Una sonrisa cálida adornó la cara del señor. Sus arrugas se acentuaron y miró a la nada con melancolía.

-Yo era escultor, por eso me dicen “Marmolejo” pero mi piel es delicada, y se dañó por el polvo.

-Ohhh, y  ¿por qué tiene garras?

-No son garras, sólo no me ha importado cortar mis uñas.

-Ahhhh, y ¿por qué sus ojos son de dos colores?

-Se llama heterocromía. Se transmite de padres a hijos, pero no todos lo tienen.

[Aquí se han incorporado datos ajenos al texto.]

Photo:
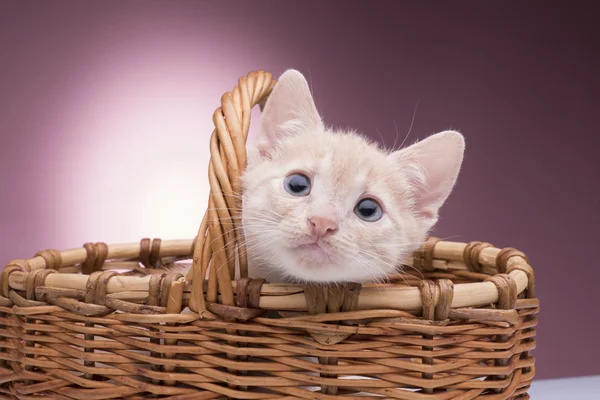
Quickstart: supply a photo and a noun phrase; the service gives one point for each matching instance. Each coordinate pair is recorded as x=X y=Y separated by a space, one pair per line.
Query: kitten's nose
x=322 y=226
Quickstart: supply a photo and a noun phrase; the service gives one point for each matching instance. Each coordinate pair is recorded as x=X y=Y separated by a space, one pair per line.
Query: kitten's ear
x=290 y=110
x=433 y=165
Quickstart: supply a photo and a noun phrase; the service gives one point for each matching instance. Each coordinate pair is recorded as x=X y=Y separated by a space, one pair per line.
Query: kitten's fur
x=344 y=167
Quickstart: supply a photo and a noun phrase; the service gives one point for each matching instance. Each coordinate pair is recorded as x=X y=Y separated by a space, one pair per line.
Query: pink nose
x=322 y=226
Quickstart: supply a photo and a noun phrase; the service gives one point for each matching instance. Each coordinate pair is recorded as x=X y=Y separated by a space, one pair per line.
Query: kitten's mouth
x=315 y=249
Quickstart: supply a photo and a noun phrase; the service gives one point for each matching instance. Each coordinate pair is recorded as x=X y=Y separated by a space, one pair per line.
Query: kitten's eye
x=297 y=185
x=368 y=210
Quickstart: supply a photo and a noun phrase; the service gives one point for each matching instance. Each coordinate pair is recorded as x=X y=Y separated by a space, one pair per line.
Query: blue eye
x=368 y=210
x=297 y=185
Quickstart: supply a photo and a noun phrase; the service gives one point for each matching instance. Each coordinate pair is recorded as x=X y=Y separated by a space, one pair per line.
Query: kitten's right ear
x=290 y=110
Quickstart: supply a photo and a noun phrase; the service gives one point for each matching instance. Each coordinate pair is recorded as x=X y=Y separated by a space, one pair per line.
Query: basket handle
x=220 y=242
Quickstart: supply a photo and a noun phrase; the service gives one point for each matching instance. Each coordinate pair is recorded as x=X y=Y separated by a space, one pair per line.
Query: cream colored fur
x=344 y=167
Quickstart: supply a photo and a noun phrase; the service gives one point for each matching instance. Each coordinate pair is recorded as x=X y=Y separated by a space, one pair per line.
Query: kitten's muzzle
x=322 y=226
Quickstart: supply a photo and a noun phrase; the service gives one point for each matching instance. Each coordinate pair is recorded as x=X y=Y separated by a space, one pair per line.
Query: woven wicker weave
x=459 y=324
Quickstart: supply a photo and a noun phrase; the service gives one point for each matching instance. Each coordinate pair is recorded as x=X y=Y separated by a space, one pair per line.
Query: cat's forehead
x=345 y=162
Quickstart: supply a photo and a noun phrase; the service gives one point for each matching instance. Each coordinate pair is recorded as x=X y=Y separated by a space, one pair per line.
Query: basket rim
x=445 y=255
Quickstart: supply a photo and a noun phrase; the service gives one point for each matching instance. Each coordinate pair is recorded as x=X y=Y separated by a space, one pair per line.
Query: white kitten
x=328 y=206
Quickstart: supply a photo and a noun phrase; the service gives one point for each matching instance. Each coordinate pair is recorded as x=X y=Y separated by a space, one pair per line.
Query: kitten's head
x=328 y=206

-Ohhh, y ¿por qué tiene cola?

-No es una cola. Se llama sonda, y me ayuda a hacer pipí. Hace tiempo estuve en el hospital, por eso la tengo. Pero ya me estoy recuperando.

-¿Usted leyó todos esos libros?

-Sí.

-¡No puedo creerle!-respondió con asombro-debió tomarle toda la vida.

-No toda, pero sí muchos años.

-¿Cómo se llama, señor?

-Mi nombre es Melquiádes

-Ohh, es un nombre bonito. Yo me llamo Horacio-respondió llevando su mano al pecho.

-¿Cuántos años tiene?

-¿Cuántos crees que tengo?

-¿Cien?-preguntó con duda.

-¡Jajajaja! Por supuesto que no. Pero he visto muchas vidas-se levantó a dejar una pequeña canasta con sorgo y alpiste en la ventana.

-¿Tiene aves?

-No. Pero les dejo comida

-¿Por qué las alimenta si no son suyas?-preguntó con el ceño algo fruncido

-Porque las aves cuentan historias. Hace muchos muchos años, la gente pensaba que las aves se posaban en los hombros para contarte lo que veían. Para enseñarte.

-¿Lo hacen?-preguntó con asombro Horacio

-A veces-respondió con una sonrisa confiada Marmolejo mientras se sentaba de nuevo.

-¿Y todos esos señores que creó?, ¿Quiénes son?

-Son héroes de libros. Personas tan valientes que combatían monstruos, salvaban a mucha gente y viajaban hacía lugares que nadie había visto jamás.

El tiempo voló. Marmolejo contó decenas de historias. De lugares antiguos, árboles que alcanzaban el cielo, navegantes intrépidos que luchaban contra la fuerza del mar y los dioses mismos. Le explicó cómo es que una semilla puede germinar y latir bajo las entrañas de la tierra; la voz de los primeros hombres y el momento que se tomó el primer lápiz, y de una señorita tan hermosa que parecía tener estrellas en lugar de ojos. Horacio preguntó quién era, pero no recibió respuesta. Sólo descripciones de su voz tenue como el susurro del viento en una mañana fresca, su mano cálida y firme.

-Debes irte-dijo con una voz suave el anciano-tus padres deben preguntarse por ti.

-Pero quiero que me iré muchos días. Y quiero que me cuente más historias-respondió con tristeza el pequeño.

-Aquí estaré. Mis historias serán tus historias, y serás el ave que hable sobre el cielo, los bosques y el mar.

Horacio se levantó del suelo, le dio un fuerte abrazo y se retiró. Después de todo, tenía muchas historias y viento nuevo qué llevarle a sus primos.